Engineering Mechanics: Statics and Dynamics, 14th Edition
Authors: Russell C. Hibbeler
ISBN-13: 978-0133915426
See our solution for Question 13P from Chapter 17 from Hibbeler's Engineering Mechanics.
Problem 13P
Step-by-Step Solution
We are given a wheel in form of a thin ring having four spokes made from slender rods.
The mass of the thin ring is, ${m_r} = 10{\rm{ kg}}$.
The number of spokes in the ring is, $n = 4$.
The mass of each spoke is, ${m_s} = 2{\rm{ kg}}$.
The radius of the wheel is, $r = 500{\rm{ mm}}$.

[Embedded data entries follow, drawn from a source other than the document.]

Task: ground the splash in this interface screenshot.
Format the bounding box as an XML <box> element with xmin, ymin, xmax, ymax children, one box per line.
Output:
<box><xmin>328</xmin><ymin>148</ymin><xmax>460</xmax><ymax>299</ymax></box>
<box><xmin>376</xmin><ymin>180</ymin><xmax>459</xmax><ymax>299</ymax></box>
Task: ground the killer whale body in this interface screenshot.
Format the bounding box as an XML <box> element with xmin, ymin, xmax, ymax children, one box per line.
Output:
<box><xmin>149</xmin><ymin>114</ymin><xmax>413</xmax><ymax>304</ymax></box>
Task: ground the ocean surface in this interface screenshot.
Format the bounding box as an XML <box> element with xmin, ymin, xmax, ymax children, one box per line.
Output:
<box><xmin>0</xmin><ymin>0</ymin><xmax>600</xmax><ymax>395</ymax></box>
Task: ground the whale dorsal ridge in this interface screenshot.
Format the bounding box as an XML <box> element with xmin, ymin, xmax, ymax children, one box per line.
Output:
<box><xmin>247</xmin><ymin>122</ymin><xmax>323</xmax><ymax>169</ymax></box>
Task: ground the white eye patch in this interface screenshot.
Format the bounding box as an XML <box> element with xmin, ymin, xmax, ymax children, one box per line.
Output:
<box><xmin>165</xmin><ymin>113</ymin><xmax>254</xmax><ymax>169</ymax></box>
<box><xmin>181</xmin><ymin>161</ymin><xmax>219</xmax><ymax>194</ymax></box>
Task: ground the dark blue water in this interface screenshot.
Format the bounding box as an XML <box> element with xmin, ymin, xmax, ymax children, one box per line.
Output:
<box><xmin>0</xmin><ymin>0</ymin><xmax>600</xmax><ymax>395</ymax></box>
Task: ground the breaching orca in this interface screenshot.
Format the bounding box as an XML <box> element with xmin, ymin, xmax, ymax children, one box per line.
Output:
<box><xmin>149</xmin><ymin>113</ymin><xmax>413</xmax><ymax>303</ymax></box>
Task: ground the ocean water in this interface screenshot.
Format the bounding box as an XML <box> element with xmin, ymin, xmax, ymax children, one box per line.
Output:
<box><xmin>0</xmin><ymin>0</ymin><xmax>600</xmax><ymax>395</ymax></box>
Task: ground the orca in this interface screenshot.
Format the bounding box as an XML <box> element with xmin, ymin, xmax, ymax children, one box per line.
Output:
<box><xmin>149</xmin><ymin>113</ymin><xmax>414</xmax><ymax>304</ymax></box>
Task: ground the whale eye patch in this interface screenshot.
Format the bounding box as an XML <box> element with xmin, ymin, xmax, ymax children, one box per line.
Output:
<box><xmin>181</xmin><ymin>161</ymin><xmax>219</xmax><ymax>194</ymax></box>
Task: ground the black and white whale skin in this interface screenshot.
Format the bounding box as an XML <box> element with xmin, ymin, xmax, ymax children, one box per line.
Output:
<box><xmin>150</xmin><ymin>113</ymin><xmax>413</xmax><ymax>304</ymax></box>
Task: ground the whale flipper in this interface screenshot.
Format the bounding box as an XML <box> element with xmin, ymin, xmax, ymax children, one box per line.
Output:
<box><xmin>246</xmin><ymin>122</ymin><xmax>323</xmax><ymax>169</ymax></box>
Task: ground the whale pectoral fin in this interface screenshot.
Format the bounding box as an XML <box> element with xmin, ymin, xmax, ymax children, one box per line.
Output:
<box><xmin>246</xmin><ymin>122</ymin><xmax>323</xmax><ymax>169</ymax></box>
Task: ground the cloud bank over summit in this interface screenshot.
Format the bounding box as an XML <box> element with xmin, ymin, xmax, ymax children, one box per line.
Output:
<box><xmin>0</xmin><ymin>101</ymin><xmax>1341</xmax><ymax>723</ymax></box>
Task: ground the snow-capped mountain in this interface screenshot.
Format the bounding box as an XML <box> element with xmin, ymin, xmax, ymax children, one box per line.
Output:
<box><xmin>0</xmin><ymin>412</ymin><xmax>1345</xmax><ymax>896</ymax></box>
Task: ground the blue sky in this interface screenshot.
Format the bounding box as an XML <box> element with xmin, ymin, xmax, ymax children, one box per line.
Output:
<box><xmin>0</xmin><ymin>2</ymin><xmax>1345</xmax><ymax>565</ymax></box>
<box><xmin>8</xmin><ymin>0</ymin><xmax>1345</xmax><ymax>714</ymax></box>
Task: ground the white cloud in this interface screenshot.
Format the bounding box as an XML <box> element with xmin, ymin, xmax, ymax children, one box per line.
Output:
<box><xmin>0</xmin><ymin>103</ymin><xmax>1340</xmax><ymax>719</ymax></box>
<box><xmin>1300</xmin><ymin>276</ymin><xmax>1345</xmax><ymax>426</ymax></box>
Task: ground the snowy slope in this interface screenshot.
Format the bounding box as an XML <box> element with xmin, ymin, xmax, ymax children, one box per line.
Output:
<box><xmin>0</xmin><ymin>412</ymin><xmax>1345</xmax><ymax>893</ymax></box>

We are asked to determine the wheel’s moment of inertia about an axis perpendicular to the page and passing through point $A$.
Step 2
The diagrammatic representation of the wheel is given below:
Step 3
The moment of inertia of the thin ring having four spokes about an axis perpendicular to the page and passing through point $A$ is given by,
\[\begin{array}{c} {I_o} = 4 \times \left( {\frac{{{m_s}{d^2}}}{{12}}} \right) + {m_r}{r^2}\\ {I_o} = 4 \times \left( {\frac{{2\;{\rm{kg}} \times {{\left( {1\;{\rm{m}}} \right)}^2}}}{{12}}} \right) + \left( {10\;{\rm{kg}}} \right) \times {\left( {{\rm{0}}{\rm{.5}}\;{\rm{m}}} \right)^2}\\ {I_o} = 3.167\;{\rm{kg}} \cdot {{\rm{m}}^2} \end{array}\]Step 4
The moment of inertia of the whole wheel about an axis perpendicular to the page and passing through point $A$ is given by,
\[\begin{array}{c} {I_A} = {I_o} + \left( {{m_r} + n{m_s}} \right){r^2}\\ {I_A} = \left( {3.167\;{\rm{kg}} \cdot {{\rm{m}}^2}} \right) + \left[ {\left( {10\;{\rm{kg}} + \left( 4 \right) \times 2\;{\rm{kg}}} \right)} \right] \times {\left( {0.5\;{\rm{m}}} \right)^2}\\ {I_A} = \left( {3.167\;{\rm{kg}} \cdot {{\rm{m}}^2}} \right) + \left( {4.5\;{\rm{kg}} \cdot {{\rm{m}}^2}} \right)\\ {I_A} = 7.67\;{\rm{kg}} \cdot {{\rm{m}}^2} \end{array}\]